“High-performing, successful organizations build cultures of introspection and trust and never lose sight of their purpose,” writes Colin Powell in his latest book, It Worked For Me: In Life and Leadership. This outstanding resource is packed with simple but poignant leadership lessons, which Powell brings to life with stories from his extraordinary career path.
It Worked For Me, which I would describe as part memoir/part leadership guide, opens with Powell’s “Thirteen Rules” – the overarching principles that have guided arguably one of the most influential leaders of our time. From “Share Credit” to “Get Mad, Then Get Over It,” he offers the guidelines that served him as he rose to four-star general in the U.S. Army and eventually to Secretary of State, with many other notable milestones.

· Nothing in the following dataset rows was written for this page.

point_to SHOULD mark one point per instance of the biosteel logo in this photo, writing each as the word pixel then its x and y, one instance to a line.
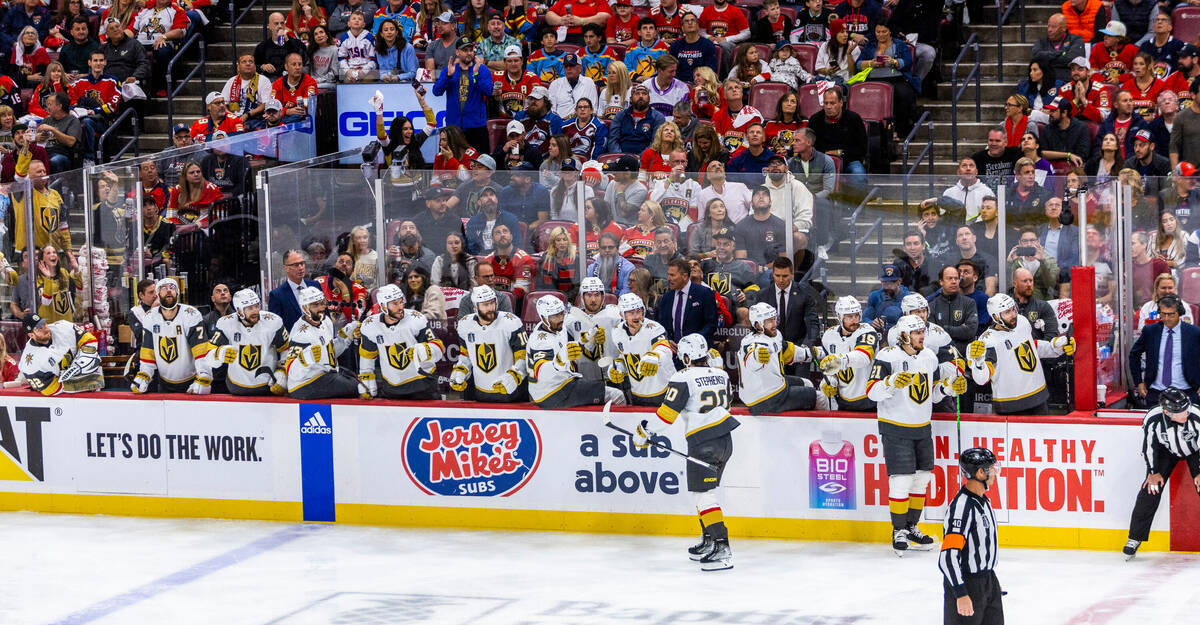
pixel 471 457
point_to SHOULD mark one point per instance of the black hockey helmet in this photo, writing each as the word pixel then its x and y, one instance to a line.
pixel 1174 401
pixel 975 458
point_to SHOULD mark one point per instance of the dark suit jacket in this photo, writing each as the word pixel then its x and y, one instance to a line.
pixel 802 323
pixel 283 302
pixel 699 312
pixel 1147 344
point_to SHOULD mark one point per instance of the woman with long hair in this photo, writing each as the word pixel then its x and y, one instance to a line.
pixel 639 239
pixel 615 96
pixel 424 296
pixel 700 238
pixel 455 268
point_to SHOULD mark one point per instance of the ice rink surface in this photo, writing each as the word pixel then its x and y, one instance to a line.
pixel 109 570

Throughout the book, Powell places a hefty emphasis on one critical, but often overlooked, leadership principle: Optimism. “I have always tried to keep my confidence and optimism up,” says Powell, “no matter how difficult the situation.” Sharing stories from his military experience, he demonstrates how “perpetual optimism” strengthens the success of individuals as well as an overall organization, which research by Martin Seligman, Barbara Fredrickson, and others clearly supports.

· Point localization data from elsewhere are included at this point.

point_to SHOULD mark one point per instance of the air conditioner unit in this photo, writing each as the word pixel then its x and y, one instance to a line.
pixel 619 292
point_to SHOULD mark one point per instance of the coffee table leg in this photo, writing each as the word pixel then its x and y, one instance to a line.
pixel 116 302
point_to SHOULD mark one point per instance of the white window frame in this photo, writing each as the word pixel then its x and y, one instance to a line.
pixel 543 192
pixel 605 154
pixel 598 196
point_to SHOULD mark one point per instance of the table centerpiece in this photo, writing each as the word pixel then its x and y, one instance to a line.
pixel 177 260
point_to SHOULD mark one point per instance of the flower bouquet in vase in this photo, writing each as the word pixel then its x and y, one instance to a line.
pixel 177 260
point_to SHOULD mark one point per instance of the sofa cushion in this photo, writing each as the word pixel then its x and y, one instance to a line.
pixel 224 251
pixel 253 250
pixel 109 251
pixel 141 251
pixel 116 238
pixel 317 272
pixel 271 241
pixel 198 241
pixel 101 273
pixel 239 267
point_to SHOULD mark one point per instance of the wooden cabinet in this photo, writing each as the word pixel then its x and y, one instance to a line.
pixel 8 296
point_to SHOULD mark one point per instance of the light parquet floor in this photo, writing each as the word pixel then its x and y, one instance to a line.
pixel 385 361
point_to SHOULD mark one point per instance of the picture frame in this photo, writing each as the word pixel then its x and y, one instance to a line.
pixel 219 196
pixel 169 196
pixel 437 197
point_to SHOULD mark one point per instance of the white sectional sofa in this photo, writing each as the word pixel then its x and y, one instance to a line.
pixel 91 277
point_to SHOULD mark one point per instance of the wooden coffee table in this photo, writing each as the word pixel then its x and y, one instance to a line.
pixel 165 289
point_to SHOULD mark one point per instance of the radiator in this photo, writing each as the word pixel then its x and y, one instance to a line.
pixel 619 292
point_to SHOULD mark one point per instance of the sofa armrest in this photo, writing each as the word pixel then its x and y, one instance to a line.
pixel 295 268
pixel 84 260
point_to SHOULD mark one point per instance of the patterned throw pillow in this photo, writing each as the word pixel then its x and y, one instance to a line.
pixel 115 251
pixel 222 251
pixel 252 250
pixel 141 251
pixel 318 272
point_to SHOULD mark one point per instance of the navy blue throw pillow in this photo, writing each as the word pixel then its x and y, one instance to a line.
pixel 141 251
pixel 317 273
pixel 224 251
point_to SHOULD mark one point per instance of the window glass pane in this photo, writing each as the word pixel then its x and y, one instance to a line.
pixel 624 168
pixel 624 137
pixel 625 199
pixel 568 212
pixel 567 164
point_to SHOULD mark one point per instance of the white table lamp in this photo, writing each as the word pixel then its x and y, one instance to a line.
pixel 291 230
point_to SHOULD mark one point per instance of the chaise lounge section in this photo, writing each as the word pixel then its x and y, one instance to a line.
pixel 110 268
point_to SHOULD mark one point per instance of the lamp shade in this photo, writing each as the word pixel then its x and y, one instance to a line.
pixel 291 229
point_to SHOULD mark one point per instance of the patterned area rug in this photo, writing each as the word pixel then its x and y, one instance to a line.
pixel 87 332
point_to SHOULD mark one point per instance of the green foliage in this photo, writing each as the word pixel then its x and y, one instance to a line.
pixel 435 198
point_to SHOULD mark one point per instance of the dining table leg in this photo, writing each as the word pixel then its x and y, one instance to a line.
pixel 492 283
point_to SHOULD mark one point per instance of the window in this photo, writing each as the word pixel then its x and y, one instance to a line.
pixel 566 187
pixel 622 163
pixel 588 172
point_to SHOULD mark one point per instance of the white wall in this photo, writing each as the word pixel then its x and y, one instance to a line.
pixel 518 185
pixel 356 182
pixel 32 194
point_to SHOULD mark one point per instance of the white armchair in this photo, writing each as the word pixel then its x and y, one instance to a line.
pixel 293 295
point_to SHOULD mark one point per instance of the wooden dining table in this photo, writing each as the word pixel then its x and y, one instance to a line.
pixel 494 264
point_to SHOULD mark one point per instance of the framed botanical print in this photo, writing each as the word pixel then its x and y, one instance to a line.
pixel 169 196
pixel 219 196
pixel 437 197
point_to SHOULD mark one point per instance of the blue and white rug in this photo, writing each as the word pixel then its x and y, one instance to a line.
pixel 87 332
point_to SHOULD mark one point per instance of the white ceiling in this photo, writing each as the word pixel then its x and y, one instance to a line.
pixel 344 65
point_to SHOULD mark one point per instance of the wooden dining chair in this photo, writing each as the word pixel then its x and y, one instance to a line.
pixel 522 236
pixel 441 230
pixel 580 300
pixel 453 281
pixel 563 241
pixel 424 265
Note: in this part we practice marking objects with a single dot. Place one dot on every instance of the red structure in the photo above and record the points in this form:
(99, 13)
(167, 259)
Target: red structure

Yet although Powell clearly favors hoping for the best, he doesn’t suggest putting on blinders and ignoring realities. With characteristic wit he writes, “I try to be an optimist, but I try not to be stupid.”
I wore out a highlighter on It Worked For Me, so narrowing down to three takeaways proved quite challenging! Here are key guidelines that you can apply to your current leadership role as well as build upon for future roles:
1. Insist on clarity.
Powell always held high, specific expectations of his team but also insisted on making those expectations extremely clear. He describes conversations with new staff, warning them that the first few weeks will include continuous correction and nitpicking but will ultimately lead to success. Leadership experts consistently emphasize this need for clarity; in her outstanding bestseller Reality-Based Leadership, Cy Wakeman goes so far as to state that ambiguity is the source of all conflict. Have high expectations, but make them very clear. Set up your team for success.
2. Hire for potential, not just performance.
While past performance offers the backdrop, it doesn’t necessarily predict future success. Powell lists several characteristics he would look for in new hires including competence, intelligence, and previous accomplishments but also qualities like “toughness with empathy” and “ability to inspire.” Look for a superb track record of success, but gauge for future potential.
3. Always be kind.
Kindness, this decorated military leader explains, isn’t “being soft or a wuss,” nor is it a weakness. On the contrary, kindness shows confidence.“Taking care of employees is perhaps the best form of kindness,” Powell concludes. Choose kindness. Always.
I found Powell’s thoughts on moral courage, true victory, getting over failure, and servant leadership especially fascinating, and his unique positions throughout his career offer a perspective most of us wouldn’t otherwise get to experience.
While you won’t necessarily agree with all of his strategies, the title of the book clearly explains that is not his expectation. Extraordinary leadership stems from influencing authentically: take pointers from those you admire but don’t attempt to mimic them.
Perhaps the most significant point reminds us that although leading others is important, your most important leadership role is that of being the leader in your own life:
Always do your very best. Even if no one else is looking, you always are. Don’t disappoint yourself.